Ce que nous savons, c’est que certains pays ont des systèmes de santé relativement faibles qui ne sont pas équipés pour faire face à ce type d’épidémie. D’autres facteurs, tels que l’instabilité politique, pourraient également perturber la réponse à la crise.
Les pays africains seront confrontés à certains des mêmes défis que les pays occidentaux dans leur lutte contre la propagation de la maladie, notamment en ce qui concerne la capacité de dépistage du coronavirus, les conditions hospitalières, la sensibilisation des communautés et la protection des travailleurs de la santé.
Cependant, ils doivent relever des défis supplémentaires qui rendent une pandémie de cette ampleur encore plus difficile à combattre. Le manque d’accès à l’eau et le manque d’hygiène et d’assainissement créent des obstacles lors de la mise en œuvre de pratiques visant à arrêter la propagation d’une maladie, par exemple le lavage des mains à l’eau et au savon.
Il sera difficile de mettre en quarantaine et d’isoler les personnes à risque car de nombreuses familles sont intégrées dans un même foyer. Souvent, les grands-parents ou les personnes âgées vivent avec le reste de la famille.
LA SOUS-ALIMENTATION REND-ELLE LES INDIVIDUS PLUS VULNÉRABLES AU RISQUE D’ATTRAPER LE CORONAVIRUS ?
Il est trop tôt pour dire si les personnes qui luttent contre la dénutrition sont plus touchées par le coronavirus, d’autant plus que nous manquons de données sur cette nouvelle maladie. Cependant, la sous-alimentation affaiblit le système immunitaire, rendant les personnes qui en souffrent plus sensibles aux maladies infectieuses.
Les personnes qui souffrent de la faim sont aussi celles qui vivent dans des conditions socio-économiques difficiles avec un accès limité aux soins de santé.
QUELLES MESURES ACTION CONTRE LA FAIM A-T-ELLE MISES EN PLACE POUR SE PRÉPARER À LA PROPAGATION DU VIRUS DANS LES PAYS OÙ TRAVAILLE L’ORGANISATION ?
Action contre la faim assure la coordination au sein de notre réseau organisationnel, tant sur le plan de la gestion que sur le plan technique.
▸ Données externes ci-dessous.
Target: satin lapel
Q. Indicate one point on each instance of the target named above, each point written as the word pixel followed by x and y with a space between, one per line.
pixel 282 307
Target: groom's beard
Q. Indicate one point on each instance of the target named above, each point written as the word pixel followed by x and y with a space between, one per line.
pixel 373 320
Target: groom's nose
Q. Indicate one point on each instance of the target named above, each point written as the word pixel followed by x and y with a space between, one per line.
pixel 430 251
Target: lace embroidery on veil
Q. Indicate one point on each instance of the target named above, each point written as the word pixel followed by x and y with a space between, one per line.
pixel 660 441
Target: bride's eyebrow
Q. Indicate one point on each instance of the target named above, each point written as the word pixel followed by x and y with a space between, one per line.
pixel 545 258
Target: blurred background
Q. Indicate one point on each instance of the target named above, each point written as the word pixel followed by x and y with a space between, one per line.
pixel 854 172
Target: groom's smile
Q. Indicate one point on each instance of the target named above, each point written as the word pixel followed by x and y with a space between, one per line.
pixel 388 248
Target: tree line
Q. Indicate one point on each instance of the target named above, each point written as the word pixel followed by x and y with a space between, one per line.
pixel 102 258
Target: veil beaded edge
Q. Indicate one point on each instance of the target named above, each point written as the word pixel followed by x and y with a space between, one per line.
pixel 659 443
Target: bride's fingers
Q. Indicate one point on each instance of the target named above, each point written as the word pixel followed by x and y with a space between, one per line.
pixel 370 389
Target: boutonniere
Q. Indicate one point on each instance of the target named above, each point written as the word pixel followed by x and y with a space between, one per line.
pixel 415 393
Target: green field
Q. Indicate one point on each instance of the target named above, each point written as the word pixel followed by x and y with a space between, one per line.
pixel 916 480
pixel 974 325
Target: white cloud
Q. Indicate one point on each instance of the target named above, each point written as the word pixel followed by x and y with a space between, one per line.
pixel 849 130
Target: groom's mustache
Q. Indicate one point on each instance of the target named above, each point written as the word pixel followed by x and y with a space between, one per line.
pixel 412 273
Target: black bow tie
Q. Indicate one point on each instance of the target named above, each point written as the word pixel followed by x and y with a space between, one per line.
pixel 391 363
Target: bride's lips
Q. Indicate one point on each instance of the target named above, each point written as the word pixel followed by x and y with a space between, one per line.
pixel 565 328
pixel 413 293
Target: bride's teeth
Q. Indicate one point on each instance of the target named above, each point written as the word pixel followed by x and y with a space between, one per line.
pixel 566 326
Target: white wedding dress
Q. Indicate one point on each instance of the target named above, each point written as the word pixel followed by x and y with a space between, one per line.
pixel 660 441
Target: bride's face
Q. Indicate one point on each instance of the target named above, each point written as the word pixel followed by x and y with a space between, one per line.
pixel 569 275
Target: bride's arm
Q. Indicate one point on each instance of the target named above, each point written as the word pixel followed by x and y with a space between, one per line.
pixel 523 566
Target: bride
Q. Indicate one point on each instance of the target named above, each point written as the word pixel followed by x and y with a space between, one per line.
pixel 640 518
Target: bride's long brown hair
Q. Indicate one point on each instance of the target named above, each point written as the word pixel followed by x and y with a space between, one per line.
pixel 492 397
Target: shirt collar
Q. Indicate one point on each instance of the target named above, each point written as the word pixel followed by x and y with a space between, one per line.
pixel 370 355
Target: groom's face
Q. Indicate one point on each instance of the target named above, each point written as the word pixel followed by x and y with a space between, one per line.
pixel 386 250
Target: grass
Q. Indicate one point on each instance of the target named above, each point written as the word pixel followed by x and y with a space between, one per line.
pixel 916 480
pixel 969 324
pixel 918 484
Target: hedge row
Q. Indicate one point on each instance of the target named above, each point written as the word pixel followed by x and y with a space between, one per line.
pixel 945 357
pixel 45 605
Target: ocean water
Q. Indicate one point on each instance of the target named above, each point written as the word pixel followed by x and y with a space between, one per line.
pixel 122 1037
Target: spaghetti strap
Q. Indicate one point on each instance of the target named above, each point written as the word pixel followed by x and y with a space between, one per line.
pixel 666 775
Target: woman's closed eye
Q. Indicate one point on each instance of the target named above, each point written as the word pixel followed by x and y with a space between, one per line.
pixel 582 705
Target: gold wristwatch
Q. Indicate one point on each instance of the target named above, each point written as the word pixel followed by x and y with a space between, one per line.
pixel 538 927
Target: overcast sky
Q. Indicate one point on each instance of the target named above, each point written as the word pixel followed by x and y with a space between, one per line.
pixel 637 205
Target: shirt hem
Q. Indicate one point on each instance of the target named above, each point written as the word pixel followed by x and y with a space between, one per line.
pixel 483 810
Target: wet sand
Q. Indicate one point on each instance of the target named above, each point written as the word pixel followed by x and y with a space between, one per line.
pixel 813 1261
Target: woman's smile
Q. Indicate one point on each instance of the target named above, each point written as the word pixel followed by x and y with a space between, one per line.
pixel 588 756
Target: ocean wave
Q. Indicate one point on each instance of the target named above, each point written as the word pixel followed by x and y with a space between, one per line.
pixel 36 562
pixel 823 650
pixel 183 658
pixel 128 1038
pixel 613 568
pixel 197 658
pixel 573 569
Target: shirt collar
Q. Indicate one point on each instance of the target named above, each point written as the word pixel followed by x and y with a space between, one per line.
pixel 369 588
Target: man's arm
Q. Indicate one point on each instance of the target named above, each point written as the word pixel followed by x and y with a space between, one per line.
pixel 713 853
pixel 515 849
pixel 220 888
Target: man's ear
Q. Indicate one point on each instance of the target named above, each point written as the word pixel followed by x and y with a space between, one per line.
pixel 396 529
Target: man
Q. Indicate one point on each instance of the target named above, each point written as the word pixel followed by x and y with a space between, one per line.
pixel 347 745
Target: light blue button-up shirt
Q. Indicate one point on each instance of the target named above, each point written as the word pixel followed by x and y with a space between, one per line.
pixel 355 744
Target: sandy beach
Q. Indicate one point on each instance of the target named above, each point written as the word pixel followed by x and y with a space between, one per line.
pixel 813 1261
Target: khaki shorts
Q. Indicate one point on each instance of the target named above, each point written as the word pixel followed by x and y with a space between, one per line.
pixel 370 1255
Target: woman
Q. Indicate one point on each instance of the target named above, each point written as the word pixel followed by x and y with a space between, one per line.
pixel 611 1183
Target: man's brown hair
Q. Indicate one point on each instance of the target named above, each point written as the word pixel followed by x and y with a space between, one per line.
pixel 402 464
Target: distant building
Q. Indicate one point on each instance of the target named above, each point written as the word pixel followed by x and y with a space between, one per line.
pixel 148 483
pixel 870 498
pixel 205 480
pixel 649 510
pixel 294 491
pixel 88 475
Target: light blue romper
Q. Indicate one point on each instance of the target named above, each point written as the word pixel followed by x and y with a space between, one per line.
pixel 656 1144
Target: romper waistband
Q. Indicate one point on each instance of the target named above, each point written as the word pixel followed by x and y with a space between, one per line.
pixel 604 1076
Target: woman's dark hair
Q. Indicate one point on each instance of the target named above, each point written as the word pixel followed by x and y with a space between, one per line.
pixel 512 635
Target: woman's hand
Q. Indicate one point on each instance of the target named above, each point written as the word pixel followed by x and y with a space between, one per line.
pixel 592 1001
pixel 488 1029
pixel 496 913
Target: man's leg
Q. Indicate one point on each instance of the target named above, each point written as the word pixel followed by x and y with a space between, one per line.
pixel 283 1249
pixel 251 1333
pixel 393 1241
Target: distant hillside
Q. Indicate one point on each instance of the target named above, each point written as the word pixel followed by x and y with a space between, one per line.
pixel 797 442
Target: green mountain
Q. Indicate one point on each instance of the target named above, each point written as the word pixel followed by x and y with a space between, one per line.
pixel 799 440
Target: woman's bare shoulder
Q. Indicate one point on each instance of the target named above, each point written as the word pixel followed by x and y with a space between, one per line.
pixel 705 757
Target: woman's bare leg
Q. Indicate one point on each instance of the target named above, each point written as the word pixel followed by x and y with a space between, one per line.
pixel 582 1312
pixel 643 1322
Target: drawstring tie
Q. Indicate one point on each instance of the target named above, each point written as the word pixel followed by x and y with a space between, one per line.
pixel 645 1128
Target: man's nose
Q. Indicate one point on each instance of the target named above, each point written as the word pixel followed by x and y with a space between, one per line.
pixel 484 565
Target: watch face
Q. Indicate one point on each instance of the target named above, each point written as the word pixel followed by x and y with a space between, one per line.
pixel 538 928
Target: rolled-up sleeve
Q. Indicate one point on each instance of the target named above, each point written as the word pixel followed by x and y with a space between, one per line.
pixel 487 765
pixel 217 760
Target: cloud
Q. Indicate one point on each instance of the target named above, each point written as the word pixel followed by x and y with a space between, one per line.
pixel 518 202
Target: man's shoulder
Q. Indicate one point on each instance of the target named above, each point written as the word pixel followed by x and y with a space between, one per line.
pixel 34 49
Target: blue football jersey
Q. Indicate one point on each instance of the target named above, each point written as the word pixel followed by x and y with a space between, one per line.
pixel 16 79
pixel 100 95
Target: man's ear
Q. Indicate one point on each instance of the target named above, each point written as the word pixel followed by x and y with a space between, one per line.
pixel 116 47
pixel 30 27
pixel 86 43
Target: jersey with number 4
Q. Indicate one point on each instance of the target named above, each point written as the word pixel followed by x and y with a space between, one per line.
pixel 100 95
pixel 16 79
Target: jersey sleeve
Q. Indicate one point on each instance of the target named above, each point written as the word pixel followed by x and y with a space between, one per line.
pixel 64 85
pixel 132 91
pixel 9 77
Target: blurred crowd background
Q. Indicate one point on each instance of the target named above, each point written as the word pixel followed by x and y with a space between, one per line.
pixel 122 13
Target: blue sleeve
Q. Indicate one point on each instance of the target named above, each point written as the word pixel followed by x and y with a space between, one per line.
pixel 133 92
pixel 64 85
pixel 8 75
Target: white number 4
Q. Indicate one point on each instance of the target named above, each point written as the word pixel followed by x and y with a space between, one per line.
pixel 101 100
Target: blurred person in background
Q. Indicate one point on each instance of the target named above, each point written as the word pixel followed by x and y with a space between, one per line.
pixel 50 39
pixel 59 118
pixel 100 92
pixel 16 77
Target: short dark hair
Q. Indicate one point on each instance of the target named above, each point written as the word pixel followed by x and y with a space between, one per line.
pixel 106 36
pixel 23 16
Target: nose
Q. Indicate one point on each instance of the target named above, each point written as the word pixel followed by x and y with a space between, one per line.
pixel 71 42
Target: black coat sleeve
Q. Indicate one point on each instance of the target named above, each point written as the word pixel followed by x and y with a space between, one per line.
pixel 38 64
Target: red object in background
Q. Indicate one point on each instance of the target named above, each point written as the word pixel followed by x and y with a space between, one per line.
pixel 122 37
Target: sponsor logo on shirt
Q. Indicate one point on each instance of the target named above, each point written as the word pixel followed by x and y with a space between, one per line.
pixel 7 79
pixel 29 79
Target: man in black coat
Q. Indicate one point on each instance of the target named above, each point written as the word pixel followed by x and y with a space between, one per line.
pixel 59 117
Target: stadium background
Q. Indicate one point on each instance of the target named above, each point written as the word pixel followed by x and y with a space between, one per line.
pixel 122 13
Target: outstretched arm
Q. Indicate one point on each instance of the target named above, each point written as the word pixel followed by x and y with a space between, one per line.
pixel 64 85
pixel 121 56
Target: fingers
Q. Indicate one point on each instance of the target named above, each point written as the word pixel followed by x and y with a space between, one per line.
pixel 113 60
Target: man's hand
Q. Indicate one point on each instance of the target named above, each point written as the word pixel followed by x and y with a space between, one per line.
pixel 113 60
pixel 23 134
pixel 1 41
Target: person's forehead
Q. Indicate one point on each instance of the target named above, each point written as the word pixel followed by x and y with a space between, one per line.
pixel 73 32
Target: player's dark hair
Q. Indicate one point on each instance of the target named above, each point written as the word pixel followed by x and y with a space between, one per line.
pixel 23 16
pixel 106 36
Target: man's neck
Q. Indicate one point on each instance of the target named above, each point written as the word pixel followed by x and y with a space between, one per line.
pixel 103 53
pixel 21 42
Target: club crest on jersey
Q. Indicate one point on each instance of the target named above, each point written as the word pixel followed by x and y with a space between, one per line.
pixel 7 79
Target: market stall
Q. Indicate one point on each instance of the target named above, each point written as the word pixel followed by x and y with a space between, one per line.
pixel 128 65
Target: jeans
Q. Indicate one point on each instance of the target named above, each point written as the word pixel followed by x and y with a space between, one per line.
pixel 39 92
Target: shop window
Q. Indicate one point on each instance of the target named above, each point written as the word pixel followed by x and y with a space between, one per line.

Nous effectuons une surveillance scientifique et épidémiologique régulière dans les pays où nous travaillons.
Nous répondons également aux besoins de nos missions et formulons des recommandations opérationnelles en fonction du domaine de travail. Par exemple, nous enseignons au personnel de nos centres de santé comment arrêter la propagation du virus :
- en sensibilisant au moyen de dépliants et d’affiches ;
- en s’assurant que nous disposons de l’équipement nécessaire, notamment des masques, du désinfectant pour les mains et des mouchoirs ;
- en gérant la façon dont les personnes entrent, sortent et se déplacent dans nos centres de traitement, avec différentes salles d’attente pour les personnes malades ;
- en changeant la façon dont nous collectons les déchets.
Nous suivons de près l’évolution de la pandémie dans les pays où nous travaillons. Sur les conseils de nos experts, nous mettons en place des mesures pour aider ces pays à réduire la propagation du virus.